Senate Republicans ask the SEC to block the Nasdaq diversity rule

Republicans on the Senate Banking Committee are asking the United States Securities and Exchange Commission (SEC) to block Nasdaq’s proposed diversity requirements for listed companies.

Legislators led by Sen. Pat ToomeyPatrick (Pat) Joseph ToomeyThe government used the Patriot Act to collect records of website visitors in 2019 The appeals court ruled that mass collection of telephone data from the NSA is illegal. Dunford withdraws from consideration to chair the coronavirus supervisory panel MORE (R-Pa.), Graduated member of the committee, sent a letter SEC acting president Allison Herren Lee on Friday urging her not to approve the rule.

“It is not the role of NASDAQ, as a self-regulatory organization, to act as an arbiter of social policy or to force a single solution for all cases in markets and investors,” says the letter.
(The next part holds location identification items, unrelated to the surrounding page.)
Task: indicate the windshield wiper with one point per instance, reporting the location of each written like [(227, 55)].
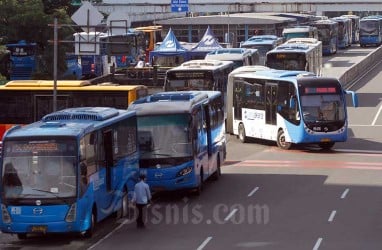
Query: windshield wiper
[(52, 193)]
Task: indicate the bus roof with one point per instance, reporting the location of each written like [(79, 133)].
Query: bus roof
[(303, 40), (205, 64), (291, 48), (298, 29), (65, 85), (172, 102), (276, 73), (230, 54), (70, 122)]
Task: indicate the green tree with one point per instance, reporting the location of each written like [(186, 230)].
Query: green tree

Senators argue that the rules interfere with the board’s obligations to its shareholders, violate the principles that govern securities disclosures, impose costs on public companies and discourage private companies from going public.

Nasdaq exposed his proposal in December, which would require listed companies to have a director who identifies herself as a woman and another who identifies herself as an underrepresented or LGBT minority. Foreign companies, or smaller ones, would have more flexibility and would be able to meet these requirements with two directors.

Companies that do not meet the requirements will not be subject to exclusion from the list if they provide a public explanation of why they were unable to meet the targets.

However, senators say in their letter that board members should be chosen based on “merit and the ability to serve in corporate performance”, adding that the proposal “requires the prioritization of a narrowly defined concept of diversity in the composition of the board. on merit ”.

“This weakens shareholders’ rights by disturbing the proper expectation that a company’s board will be serving the best interests of the company and its shareholders, complying with all applicable laws and maximizing returns,” they wrote.

“While we think that corporations in America benefit from advice that avoids group thinking and offers a diversity of perspectives and praises companies looking to increase diversity among their boards, we don’t think that NASDAQ should use its quasi-regulatory authority to impose social policies, ”the senators added.

In a statement to The Hill, Nasdaq spokesman Joseph Christinat said that “our proposal is a market-led solution that should simplify and standardize disclosure requirements, to avoid the type of regulatory overshoots the committee fears” .

The proposal came about amid an expansion of “investment in ESG”, which considers the environmental, social and governance factors of a company.